My Text today is from: Matthew 22:15-21. Join me as I read it.
The tax inspector brought Mr Gudgeon in for his tax assessment interview: "I’m going to say to you what I say to every taxpayer who sits in that chair: you should realize that it’s a privilege to live in this country and you should pay your taxes with a smile." "Thank goodness," said a visibly relieved Bob, "I thought you were going to ask me for money." This particular passage from Matthew is unusual in that we are told immediately that the encounter is a plot to trick Our Lord. The Romans, contrary I think to popular belief these days were not an invading army in Judea. They had been invited into the country to make peace. They decided to stay and it is now a province. Certain parts of the Jewish leadership believed they needed the Romans and should pay taxes and go about their business. Others thought that the Romans could not be tolerated. They were idolaters, and brought their images with them, and they were gentiles and were polluting the holy land by even being there. So the Pharisees went to Jesus to trap him. They asked him a yes or no question: Is it lawful to pay taxes to Caesar or not? If he says yes, they think then that the people will desert him. If he says no, they think they can get him in trouble with the Romans. That’s why the Roman followers of Herod are there also: it is an unholy alliance between two extremes of Jesus’ opposition. But the response is more than a simple yes or no answer. The response is far more complex and more theological: "Render unto Caesar the things that are Caesar’s and to God the things that are God’s."

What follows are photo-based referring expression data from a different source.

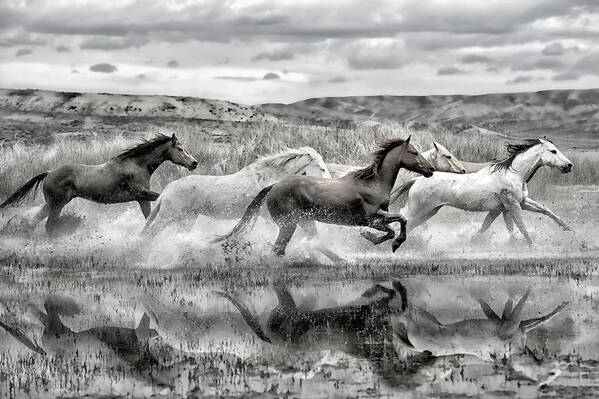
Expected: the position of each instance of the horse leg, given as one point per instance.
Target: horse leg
(533, 206)
(516, 215)
(145, 208)
(489, 219)
(309, 227)
(144, 194)
(52, 223)
(509, 225)
(285, 233)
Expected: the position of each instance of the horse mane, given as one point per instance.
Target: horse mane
(144, 147)
(514, 150)
(379, 155)
(281, 158)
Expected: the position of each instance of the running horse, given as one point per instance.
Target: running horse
(360, 198)
(499, 188)
(123, 178)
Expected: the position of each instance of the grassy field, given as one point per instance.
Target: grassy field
(115, 276)
(229, 151)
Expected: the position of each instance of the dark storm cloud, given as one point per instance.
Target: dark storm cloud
(280, 55)
(103, 68)
(570, 75)
(109, 43)
(520, 79)
(225, 21)
(553, 49)
(475, 58)
(22, 39)
(450, 71)
(22, 52)
(542, 63)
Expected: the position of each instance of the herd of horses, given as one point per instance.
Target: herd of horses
(300, 189)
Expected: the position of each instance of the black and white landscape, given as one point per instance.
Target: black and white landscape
(155, 158)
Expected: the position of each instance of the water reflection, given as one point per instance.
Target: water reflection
(418, 336)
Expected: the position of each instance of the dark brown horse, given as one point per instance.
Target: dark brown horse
(124, 178)
(360, 198)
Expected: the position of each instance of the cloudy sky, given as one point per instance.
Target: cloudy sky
(281, 51)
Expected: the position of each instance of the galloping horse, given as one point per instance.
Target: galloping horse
(530, 205)
(124, 178)
(226, 197)
(495, 189)
(438, 156)
(360, 198)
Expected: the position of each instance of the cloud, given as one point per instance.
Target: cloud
(103, 68)
(450, 71)
(570, 75)
(22, 52)
(376, 54)
(277, 55)
(553, 49)
(475, 58)
(541, 63)
(110, 43)
(519, 79)
(337, 79)
(237, 78)
(21, 39)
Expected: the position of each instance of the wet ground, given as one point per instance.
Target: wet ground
(72, 310)
(197, 343)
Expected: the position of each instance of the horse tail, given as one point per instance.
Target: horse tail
(250, 318)
(248, 219)
(402, 190)
(19, 195)
(147, 230)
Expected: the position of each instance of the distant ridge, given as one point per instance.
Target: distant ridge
(106, 104)
(568, 116)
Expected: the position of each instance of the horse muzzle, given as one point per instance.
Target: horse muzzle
(567, 168)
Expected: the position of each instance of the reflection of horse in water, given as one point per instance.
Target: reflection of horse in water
(123, 178)
(382, 321)
(358, 199)
(495, 189)
(226, 197)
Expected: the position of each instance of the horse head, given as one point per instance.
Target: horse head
(443, 160)
(177, 154)
(413, 160)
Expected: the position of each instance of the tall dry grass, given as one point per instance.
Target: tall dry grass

This is a difficult answer because it leaves open the question what is Caesar’s and what is God’s? You can’t trust Caesar to tell you what’s Caesar’s. Because Caesar’s answer is always the same: more. Jesus has been portrayed in recent times as a political subversive and a counter-cultural icon: the first century Che Guevara. In fact, a couple of years ago an advertising campaign to get people across the threshold of a church for Easter showed a picture of Christ modeled upon that of Che, as seen on a thousand Student’s T-Shirts in the sixties. Christ was indeed subversive, radical and counter cultural. But he was not rebellious. The law was authoritative for Christ, and he came not to wipe away a letter of it, but he taught that the letter of the law and its spirit can be quite different: that was indeed subversive, radical and counter-cultural and remains a challenge to us today. We are challenged by this reading to reject the letter of the law and to go with the Spirit. But which things are Caesar’s and which things are God’s? We can’t let Caesar decide. So how do you determine what things are God’s?
The film Jerry Maguire brought us an immortal phrase which can be applied to greed and avarice the world over: “Show me the money”. In fact “Show me the money” is what Christ says also, but to make an entirely different point. How do you determine what is God’s? There are some very clear differences:
• Caesar makes it very easy for you to know what you owe.

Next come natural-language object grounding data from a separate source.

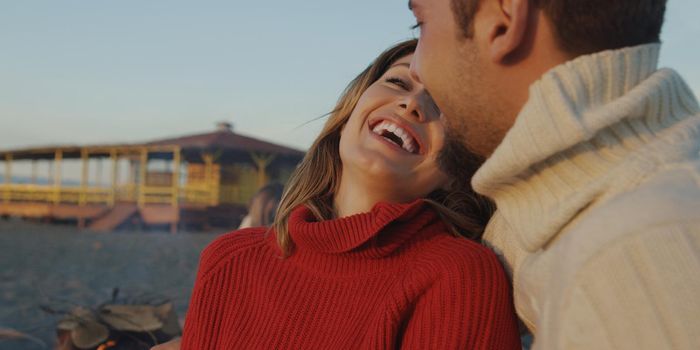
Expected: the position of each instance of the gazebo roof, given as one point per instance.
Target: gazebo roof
(224, 138)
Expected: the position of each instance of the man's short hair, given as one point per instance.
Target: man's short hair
(587, 26)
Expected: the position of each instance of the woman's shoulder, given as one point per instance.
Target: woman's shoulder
(230, 245)
(454, 256)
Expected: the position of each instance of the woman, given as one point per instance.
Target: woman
(365, 251)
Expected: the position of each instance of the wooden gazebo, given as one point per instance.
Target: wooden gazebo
(204, 179)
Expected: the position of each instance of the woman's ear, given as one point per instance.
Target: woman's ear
(507, 27)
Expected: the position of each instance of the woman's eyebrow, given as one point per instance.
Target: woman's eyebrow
(408, 65)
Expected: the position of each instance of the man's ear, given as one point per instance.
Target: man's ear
(507, 33)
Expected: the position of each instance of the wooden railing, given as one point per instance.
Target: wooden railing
(195, 194)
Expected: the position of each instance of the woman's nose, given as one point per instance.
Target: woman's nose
(412, 106)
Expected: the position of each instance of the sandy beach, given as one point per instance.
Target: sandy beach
(60, 266)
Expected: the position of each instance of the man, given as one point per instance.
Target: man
(592, 158)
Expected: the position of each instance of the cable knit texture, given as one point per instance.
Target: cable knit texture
(598, 192)
(390, 278)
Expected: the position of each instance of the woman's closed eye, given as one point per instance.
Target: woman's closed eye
(399, 82)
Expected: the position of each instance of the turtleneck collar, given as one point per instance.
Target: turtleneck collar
(585, 131)
(363, 243)
(349, 233)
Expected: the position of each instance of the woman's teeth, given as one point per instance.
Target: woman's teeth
(397, 135)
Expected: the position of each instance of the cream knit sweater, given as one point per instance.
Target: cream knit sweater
(598, 192)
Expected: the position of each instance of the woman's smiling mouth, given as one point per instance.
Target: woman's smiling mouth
(397, 135)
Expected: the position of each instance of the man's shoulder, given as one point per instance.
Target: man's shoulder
(665, 202)
(670, 195)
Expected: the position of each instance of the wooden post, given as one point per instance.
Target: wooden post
(34, 171)
(115, 174)
(176, 176)
(131, 181)
(208, 172)
(58, 157)
(261, 162)
(8, 177)
(176, 187)
(84, 159)
(143, 164)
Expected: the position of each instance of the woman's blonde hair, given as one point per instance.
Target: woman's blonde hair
(316, 178)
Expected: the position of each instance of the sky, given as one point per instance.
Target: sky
(92, 72)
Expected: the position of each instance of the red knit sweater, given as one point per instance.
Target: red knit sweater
(390, 278)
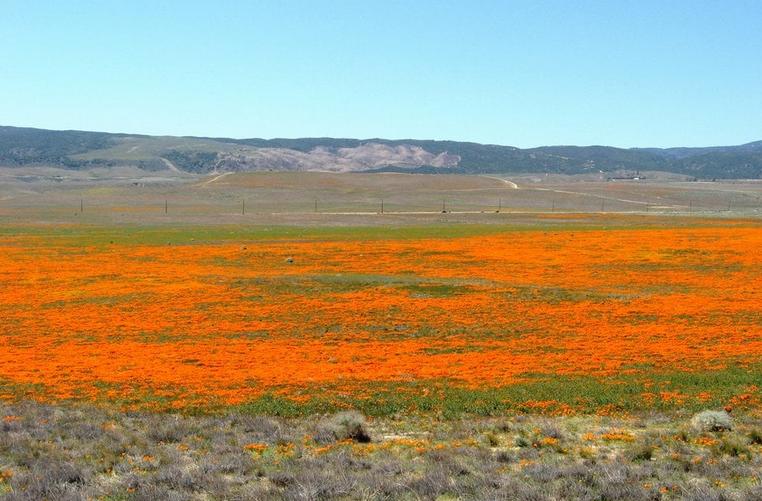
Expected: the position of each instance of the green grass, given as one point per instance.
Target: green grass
(583, 394)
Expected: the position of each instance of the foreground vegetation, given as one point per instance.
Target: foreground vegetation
(86, 453)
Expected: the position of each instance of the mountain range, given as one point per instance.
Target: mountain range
(80, 150)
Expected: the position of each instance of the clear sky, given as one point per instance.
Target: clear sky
(522, 73)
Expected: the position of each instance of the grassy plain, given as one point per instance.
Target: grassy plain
(526, 354)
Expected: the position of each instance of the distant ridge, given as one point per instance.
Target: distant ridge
(81, 150)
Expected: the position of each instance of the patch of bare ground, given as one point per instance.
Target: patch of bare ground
(86, 453)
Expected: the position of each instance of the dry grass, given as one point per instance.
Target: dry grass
(85, 453)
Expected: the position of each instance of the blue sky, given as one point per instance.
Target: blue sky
(623, 73)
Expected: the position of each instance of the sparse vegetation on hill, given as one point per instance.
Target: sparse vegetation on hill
(81, 150)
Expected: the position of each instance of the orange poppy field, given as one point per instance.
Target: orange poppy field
(546, 318)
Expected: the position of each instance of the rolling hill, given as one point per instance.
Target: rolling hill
(81, 150)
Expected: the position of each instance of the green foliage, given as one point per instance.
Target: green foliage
(73, 149)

• Caesar says pay but God says give.
• Caesar says pay or be sorry. God says give and you’ll be glad.
• The call to pay says "you owe."
- The call to give says "you have an opportunity."
There are not many of us send off our payment to the IRS and say, Whooo "Yes, I feel good about that." We usually say a lot of other things that aren’t repeatable from the pulpit. The call to give is a call to grow, not only in terms of commitment, but in the goodness of your own soul that you are able to do it. It is partly gratitude to God for all he gives us and it is also partly a sense of wanting to be the kind of people who are so free from selfishness and greed that we can give more than most people think is reasonable; so free from addiction to wealth that we can give beyond what most people think is appropriate.

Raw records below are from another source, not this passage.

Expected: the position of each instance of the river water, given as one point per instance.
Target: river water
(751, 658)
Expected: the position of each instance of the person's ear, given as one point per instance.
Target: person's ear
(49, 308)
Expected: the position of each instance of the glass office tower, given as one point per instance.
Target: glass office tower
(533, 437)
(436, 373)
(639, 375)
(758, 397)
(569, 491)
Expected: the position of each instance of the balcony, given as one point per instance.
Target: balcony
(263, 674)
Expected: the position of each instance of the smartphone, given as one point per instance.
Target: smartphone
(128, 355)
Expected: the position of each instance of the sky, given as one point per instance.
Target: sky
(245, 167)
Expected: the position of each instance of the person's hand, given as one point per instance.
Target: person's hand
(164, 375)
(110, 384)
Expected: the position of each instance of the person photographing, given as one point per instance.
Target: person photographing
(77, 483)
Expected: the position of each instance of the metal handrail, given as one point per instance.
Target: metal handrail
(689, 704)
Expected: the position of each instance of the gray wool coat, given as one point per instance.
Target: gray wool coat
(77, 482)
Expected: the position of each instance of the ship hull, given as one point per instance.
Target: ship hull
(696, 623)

This building isn’t going to just fall away, although I note that despite the very hard work of many in the congregation, raising the money for our essential work proves difficult. The mission of this Church is not going to die, and its investment in youth projects and other forms of outreach are not just ‘nice-to-haves’ but are essential not only for the future, but for the now. The challenging future of this church, its design and its purpose within this community is not something that we can simply put our heads the sand about and leave to a later generation, for if we fail to act decisively now, there will be no more future generations and the glory of worship will be lost in this area for ever.
"God loves a cheerful giver.” Says the Scripture. He also accepts from a miserable one as well. When Caesar says pay, it doesn’t matter what kind of people we want to be... we pay. But when God says give, we have to make a decision. It’s hard. It requires thought and feeling. But that offering is one made willingly and a willing offering is one which will reap much reward, not just in this earthly life as we build the Kingdom on Earth, but hereafter, where the gift will be much more bounteous. Jesus taught them by saying "Show me the money for the tax." And then he held that coin up to them and said "Whose picture is this?" Caesar’s. "Render therefore unto Caesar the things that are Caesar’s and to God, the things that are God’s." What has God’s picture on it? What carries God’s likeness? You. You are that offering. Make it work.